Tailored lighting to help improve sleep cycle in people with Alzheimer’s disease

A team of US scientists have presented findings from a study of the use of tailored lighting for people with Alzheimer’s disease in a care home. Sleep problems are common in people with dementia and this study tested a lighting system designed to boost circadian rhythms – the biological clock that regulates our sleeping cycles.

A total of 37 people took part in the study, which used custom LED lights to deliver lighting designed to stimulate circadian rhythms. The researchers placed the lighting system in the spaces in which participants spent most of their waking hours. For four weeks the lighting system delivered a high circadian stimulus and for another four weeks a low stimulus with a four-week period in between the two testing phases.

The researchers measured sleep disturbances, mood and agitation in the participants before and after they received the lighting stimulus. They found that the high circadian stimulus was associated with benefits in all of these symptoms. After this initial testing period researchers continued to assess the effect of the high intensity circadian stimulus for a further six months.
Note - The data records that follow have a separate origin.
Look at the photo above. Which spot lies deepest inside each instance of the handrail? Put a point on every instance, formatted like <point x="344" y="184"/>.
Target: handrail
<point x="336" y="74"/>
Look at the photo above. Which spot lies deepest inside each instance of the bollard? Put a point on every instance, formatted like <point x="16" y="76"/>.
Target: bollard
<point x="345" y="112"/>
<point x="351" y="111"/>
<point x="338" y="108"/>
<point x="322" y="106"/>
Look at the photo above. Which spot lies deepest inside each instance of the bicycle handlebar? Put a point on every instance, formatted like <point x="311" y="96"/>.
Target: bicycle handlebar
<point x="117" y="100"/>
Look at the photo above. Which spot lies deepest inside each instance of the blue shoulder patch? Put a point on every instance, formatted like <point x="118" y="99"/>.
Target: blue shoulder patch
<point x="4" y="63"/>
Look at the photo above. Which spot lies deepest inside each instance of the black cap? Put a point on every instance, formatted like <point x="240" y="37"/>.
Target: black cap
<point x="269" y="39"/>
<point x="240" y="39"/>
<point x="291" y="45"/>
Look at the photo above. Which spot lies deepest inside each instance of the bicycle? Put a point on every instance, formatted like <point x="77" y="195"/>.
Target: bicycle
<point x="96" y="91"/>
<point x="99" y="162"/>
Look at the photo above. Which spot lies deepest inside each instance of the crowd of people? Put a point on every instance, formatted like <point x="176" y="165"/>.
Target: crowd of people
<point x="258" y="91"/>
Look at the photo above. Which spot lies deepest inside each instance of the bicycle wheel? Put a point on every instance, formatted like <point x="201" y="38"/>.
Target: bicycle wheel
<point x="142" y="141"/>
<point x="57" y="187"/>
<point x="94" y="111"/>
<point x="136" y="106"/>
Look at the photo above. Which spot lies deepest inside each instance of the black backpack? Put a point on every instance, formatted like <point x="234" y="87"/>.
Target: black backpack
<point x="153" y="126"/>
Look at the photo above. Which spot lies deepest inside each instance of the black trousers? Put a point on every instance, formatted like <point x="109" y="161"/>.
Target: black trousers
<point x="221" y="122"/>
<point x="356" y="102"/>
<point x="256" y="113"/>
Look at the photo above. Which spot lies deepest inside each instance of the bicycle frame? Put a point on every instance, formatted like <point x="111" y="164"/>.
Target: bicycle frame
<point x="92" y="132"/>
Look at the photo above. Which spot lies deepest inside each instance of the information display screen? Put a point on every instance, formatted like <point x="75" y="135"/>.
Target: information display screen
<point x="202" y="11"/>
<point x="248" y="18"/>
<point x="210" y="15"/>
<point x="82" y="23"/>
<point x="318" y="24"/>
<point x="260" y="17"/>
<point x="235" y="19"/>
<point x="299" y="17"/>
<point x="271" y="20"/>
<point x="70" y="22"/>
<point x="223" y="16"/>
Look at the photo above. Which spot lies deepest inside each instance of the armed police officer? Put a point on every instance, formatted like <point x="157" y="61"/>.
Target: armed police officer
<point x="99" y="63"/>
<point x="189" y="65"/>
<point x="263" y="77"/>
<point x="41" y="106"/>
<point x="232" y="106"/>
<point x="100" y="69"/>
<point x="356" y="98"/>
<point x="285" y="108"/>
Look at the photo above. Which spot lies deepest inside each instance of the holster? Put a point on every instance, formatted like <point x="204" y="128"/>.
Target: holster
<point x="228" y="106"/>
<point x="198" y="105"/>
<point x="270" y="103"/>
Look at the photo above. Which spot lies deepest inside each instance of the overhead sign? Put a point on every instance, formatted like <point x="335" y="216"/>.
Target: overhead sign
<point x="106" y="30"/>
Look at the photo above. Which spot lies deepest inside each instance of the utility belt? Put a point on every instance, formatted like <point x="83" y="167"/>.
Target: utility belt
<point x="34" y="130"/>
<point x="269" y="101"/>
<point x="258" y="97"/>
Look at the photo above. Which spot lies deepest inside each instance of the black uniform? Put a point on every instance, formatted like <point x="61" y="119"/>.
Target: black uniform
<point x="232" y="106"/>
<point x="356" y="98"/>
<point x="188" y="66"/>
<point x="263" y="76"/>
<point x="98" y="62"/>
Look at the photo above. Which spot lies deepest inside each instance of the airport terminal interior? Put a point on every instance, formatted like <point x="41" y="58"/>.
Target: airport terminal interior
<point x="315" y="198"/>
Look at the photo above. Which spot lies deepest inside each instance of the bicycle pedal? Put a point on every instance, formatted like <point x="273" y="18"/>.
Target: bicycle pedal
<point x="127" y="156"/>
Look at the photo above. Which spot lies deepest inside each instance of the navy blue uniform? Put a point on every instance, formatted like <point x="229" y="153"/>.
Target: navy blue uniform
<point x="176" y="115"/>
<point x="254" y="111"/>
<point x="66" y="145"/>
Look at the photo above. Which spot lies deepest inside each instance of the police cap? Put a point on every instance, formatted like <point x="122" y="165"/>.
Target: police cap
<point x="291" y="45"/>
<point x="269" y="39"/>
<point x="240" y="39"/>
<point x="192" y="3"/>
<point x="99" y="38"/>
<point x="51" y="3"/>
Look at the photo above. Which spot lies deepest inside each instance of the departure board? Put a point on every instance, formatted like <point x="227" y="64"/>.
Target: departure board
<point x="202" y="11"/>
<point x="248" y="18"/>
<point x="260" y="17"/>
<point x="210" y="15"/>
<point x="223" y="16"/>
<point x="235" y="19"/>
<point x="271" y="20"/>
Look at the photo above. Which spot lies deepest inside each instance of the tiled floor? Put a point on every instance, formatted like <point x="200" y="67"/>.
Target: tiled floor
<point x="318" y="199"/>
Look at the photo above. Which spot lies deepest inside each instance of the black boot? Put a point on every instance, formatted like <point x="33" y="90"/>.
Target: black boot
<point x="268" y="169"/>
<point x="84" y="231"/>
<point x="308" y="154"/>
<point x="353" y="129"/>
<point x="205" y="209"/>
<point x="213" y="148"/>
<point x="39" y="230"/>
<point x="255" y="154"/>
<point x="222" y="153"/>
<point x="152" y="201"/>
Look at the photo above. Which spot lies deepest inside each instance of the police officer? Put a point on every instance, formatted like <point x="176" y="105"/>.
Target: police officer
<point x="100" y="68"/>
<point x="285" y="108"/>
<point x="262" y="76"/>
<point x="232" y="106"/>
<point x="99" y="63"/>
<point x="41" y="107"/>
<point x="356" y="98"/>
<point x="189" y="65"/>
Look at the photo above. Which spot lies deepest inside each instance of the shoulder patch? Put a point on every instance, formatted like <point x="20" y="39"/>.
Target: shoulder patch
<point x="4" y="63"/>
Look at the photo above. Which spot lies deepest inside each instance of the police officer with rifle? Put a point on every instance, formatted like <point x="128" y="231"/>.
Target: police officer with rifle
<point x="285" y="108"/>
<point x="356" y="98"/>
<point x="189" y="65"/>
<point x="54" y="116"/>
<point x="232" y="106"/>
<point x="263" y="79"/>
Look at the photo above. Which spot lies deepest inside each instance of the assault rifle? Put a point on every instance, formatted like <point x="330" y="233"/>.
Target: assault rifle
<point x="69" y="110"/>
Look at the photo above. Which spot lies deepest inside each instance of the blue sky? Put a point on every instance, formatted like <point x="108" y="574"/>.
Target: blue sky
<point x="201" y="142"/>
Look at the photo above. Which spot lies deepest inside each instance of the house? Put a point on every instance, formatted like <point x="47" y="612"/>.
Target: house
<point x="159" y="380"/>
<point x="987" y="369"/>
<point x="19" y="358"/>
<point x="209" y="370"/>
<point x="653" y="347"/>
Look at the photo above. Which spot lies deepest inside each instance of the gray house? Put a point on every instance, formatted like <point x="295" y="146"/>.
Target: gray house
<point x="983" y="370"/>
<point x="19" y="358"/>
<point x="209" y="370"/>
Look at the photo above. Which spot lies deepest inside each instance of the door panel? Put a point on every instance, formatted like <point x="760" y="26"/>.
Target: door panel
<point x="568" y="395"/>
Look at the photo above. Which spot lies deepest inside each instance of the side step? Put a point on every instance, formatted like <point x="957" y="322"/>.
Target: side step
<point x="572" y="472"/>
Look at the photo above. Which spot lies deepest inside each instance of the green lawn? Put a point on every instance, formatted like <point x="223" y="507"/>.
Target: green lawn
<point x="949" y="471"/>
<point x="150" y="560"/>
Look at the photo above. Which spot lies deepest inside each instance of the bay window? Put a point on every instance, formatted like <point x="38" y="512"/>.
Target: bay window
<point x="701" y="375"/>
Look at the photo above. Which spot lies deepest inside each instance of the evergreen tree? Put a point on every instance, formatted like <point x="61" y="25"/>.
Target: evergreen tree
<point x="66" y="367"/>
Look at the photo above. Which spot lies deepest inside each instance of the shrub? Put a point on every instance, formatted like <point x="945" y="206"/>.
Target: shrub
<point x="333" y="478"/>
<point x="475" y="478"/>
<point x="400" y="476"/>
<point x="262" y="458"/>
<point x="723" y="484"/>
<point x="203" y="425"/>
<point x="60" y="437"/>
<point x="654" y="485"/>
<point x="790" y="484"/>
Dr Carol Routledge, Director of Research at Alzheimer’s Research said:

“Getting a good night’s sleep is important for our brain and has many wider health impacts. Many people with dementia experience sleep problems and understanding how we could minimise these symptoms could lead to important benefits to many people’s lives.

“As researchers work to bring us closer to more effective drugs to improve the lives of people living with dementia in future, it is important that we also explore other approaches to tackle symptoms in the here and now. The positive findings in this work need to be developed further in a bigger, more powerful study to see if this type of lighting intervention is a viable approach for helping a large number of people with dementia.”

Evaluating Z-drugs for treating dementia

UK researchers have presented their latest work analysing existing studies to look at the impact of a class of drugs that are commonly used to treat sleep problems in older people. These Z-drugs (zolpidem, zopiclone and zaleplon) are similar to benzodiazepines and are sometimes used to manage behavioural symptoms experienced by people with dementia.

The scientists studied the data from thousands of people living with dementia who had been prescribed Z drugs, finding that the pills are linked with an increased risk of bone fractures. The researchers also found that a higher dose of z drugs was associated with an increased risk of hip fracture and death.

Dr Carol Routledge, Director of Research at Alzheimer’s Research said:

“Currently no drugs are able to slow or halt the progression of Alzheimer’s disease, but some medicines can help to help treat the day-to-day symptoms. Sleep problems can have a major impact on the lives of people living with dementia and while Z-drugs present a way to alleviate these problems, their benefits need to be carefully weighed against the risk of side-effects.

“This research highlights the need for these medicines to be carefully prescribed and doctors are best placed to assess the individual circumstances of their patients and make an informed judgement about the most appropriate course of treatment. Anyone with concerns about the medications they are being prescribed for dementia should speak to their GP.”